Tuesday, October 11, 2011

PRESUMED INNOCENT

PRESUMED INNOCENT

I love reading John Grisham books. I’ve actually read all but one of his novels, but his latest non-fiction book, The Innocent Man, really got me to rethinking our justice system and especially the enactment of our flawed death penalty.




Grisham wrote about the case of Dennis Fritz, giving it various twists and turns in an effort to awaken the conscience of a nation bent on the death penalty. Whether you agree or disagree with the death penalty, the book is very thought provoking and one can hardly disagree that DNA evidence is conclusively proving that more than likely, some on death row are innocent.

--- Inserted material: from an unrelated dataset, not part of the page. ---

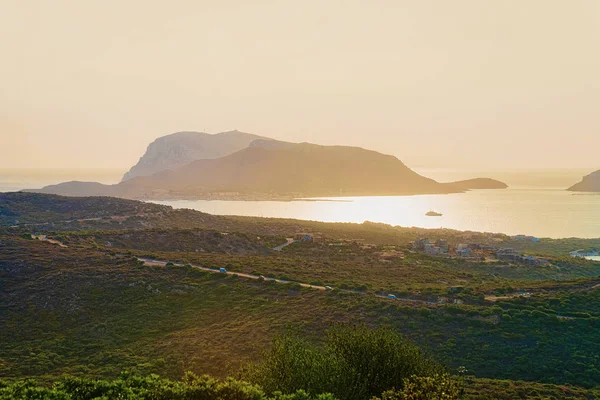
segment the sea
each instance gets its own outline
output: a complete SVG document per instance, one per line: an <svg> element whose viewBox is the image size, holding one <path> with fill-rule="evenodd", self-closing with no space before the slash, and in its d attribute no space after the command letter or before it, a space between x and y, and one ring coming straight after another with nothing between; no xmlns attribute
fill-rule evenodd
<svg viewBox="0 0 600 400"><path fill-rule="evenodd" d="M116 183L124 170L0 170L0 192L67 180ZM295 218L324 222L381 222L548 238L600 238L600 194L567 192L588 170L469 171L417 169L441 182L491 177L506 190L416 196L311 198L299 201L176 200L156 203L217 215ZM442 214L430 217L435 211Z"/></svg>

Fritz was a high school science teacher living near Ada, Oklahoma in 1982. On Dec. 8 of that year a waitress was found raped and murdered in her apartment. Glen Core, a witness said that a man named Williamson was bothering the waitress in a bar. By association Fritz was also implicated.

Six years later Fritz and Williamson were found guilty and Williamson was sent to death row, while Fritz was sentenced to life in prison. Both men were exonerated and released in 1999. It turns out that Glen Core was the guilty man all along. DNA evidenced proved his guilt.



Oct. 4, 2011 another innocent man was freed from prison. This was a truly tragic case. Michael Morton had been wrongfully convicted of murdering his wife and spent 25 years in prison. DNA evidence pointed to a convicted felon.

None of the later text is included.